AS PRODUÇÕES

 

 1ª MOSTRA DE CINEMA FEMISTA

A 1ª Mostra de Cinema Feminista aconteceu em 2015 juntamente às atividades do DiversAs: Feminismo Arte e Resistência. Esse evento reuniu diversas coletivas e artistas independentes da cidade com o intuito de pensar o 8 de março num viés que envolvesse política e arte. Dar visibilidade e fomentar as artistas e produtoras. Com a mesma força e proposta montamos nossa mostra. De caráter ainda incipiente, a mostra dialogava fortemente com experimentações performáticas e vídeos de resistência. Foram exibidos dentro do Baixo Centro Cultural e no baixio do viaduto Santa Tereza vinte e uma produções, dentre vídeos e curtas metragens, produzidos em três estados Brasília, Minas Gerais e Mato Grosso do Sul.

2ª MOSTRA DE CINEMA FEMINISTA

A segunda Mostra também ocorreu simultaneamente a DiversAs e ocupamos cinco localidades dentre espaços culturais e espaços públicos. Abrimos um edital e conseguimos distribuir todas as inscrições pelos espaços de sessão de cinema que firmamos, Espaço Comum Luiz Estrela, Espaço Pierrot Lunar, Associação Suricato, Espaço Crava e o baixio do viaduto Santa Tereza. Foram 53 filmes exibidos, contemplando cerca de 12 estados.

 

3ª MOSTRA DE CINEMA FEMINISTA

Na terceira Mostra firmamos a parceria com o cinema do SESC Palladium consolidando um evento de grande alcance na cidade e de público.

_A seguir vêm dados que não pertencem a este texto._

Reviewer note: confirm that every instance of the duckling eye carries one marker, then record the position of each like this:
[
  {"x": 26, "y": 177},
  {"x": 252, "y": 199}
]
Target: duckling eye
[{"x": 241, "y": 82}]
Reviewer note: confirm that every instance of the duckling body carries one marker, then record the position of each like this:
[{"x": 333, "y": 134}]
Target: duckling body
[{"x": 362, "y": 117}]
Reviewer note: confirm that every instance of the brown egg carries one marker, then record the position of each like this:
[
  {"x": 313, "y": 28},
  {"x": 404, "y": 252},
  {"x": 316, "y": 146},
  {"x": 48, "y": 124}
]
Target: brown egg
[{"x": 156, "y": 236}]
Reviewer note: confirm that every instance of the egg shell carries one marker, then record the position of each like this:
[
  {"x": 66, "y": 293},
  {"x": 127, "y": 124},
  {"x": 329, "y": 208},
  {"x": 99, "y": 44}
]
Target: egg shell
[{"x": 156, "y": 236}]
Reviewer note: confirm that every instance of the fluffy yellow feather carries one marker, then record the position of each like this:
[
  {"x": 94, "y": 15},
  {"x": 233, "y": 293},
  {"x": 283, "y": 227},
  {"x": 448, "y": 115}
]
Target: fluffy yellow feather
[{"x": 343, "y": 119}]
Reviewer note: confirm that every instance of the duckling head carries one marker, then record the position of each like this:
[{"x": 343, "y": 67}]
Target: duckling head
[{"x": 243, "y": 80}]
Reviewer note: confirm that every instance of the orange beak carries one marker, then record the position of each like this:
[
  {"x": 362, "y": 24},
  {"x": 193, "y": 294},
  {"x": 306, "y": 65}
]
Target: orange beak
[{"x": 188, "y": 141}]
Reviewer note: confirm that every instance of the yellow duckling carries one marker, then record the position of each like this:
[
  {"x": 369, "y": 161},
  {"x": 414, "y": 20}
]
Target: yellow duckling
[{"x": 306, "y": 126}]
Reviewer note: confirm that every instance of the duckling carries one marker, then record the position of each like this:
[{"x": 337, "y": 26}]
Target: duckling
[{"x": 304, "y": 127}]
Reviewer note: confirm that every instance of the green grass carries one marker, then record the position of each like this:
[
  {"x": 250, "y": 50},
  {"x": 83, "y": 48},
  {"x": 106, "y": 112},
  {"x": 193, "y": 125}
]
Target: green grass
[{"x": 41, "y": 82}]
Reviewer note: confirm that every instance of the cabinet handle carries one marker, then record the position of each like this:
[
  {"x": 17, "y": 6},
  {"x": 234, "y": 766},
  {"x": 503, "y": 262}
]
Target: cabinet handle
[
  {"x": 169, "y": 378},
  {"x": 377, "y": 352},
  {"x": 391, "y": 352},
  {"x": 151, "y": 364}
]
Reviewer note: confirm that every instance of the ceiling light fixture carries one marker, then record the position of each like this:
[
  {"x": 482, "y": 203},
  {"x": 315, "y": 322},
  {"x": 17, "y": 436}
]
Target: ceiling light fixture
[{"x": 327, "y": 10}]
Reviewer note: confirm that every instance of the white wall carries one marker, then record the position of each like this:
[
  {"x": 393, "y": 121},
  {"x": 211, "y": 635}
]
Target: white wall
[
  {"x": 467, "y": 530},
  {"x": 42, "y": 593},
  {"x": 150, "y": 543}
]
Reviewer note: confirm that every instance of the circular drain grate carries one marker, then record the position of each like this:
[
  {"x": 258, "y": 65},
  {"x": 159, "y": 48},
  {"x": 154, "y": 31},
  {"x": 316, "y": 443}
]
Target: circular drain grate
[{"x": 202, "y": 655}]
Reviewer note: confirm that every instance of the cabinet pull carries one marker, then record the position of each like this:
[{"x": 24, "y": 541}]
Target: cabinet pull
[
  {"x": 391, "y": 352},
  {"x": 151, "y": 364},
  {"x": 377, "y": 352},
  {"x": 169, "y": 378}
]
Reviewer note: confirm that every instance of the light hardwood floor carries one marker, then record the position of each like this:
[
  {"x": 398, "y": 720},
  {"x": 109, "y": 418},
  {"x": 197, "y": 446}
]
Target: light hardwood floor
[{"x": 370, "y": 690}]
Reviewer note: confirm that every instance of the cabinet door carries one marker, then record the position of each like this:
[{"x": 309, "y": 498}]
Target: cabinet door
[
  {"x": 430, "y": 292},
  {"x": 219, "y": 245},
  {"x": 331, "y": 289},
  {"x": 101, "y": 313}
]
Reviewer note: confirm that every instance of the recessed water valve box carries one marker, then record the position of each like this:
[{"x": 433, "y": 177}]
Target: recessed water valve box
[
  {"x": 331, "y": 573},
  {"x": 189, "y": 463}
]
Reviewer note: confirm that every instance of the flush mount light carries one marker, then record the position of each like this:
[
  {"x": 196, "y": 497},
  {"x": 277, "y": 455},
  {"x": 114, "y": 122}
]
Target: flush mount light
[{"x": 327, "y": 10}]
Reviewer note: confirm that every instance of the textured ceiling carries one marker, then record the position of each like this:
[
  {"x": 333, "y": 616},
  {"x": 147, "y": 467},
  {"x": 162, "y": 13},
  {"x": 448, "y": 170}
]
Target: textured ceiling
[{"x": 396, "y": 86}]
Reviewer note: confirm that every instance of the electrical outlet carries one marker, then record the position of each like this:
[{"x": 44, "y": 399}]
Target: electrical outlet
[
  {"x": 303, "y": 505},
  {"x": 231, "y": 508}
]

O processo de curadoria toma forma e baliza nossa programação. Damos inicio ao desejo de proporcionar debates temáticos envolvendo os filmes e conversas com as diretoras. Levamos 849 pessoas para a sala de cinema em 5 dias e exibimos mais de 40 filmes realizados por diretoras de todo o país e internacionais.

 

4ª MOSTRA DE CINEMA FEMINISTA

Na quarta edição ampliamos consideravelmente o número de inscrições alcançando mais de 400 filmes contemporâneos feitos por mulheres. Com tamanha expectativa, ocupamos a sala pública de cinema do SESC Palladium por 8 dias, levando mais de 800 pessoas à sala de exibição. Em tempos de golpe a Mostra se consolidou na cidade se tornando uma das manifestações esperadas nas resistências que se iniciam no 8 de março.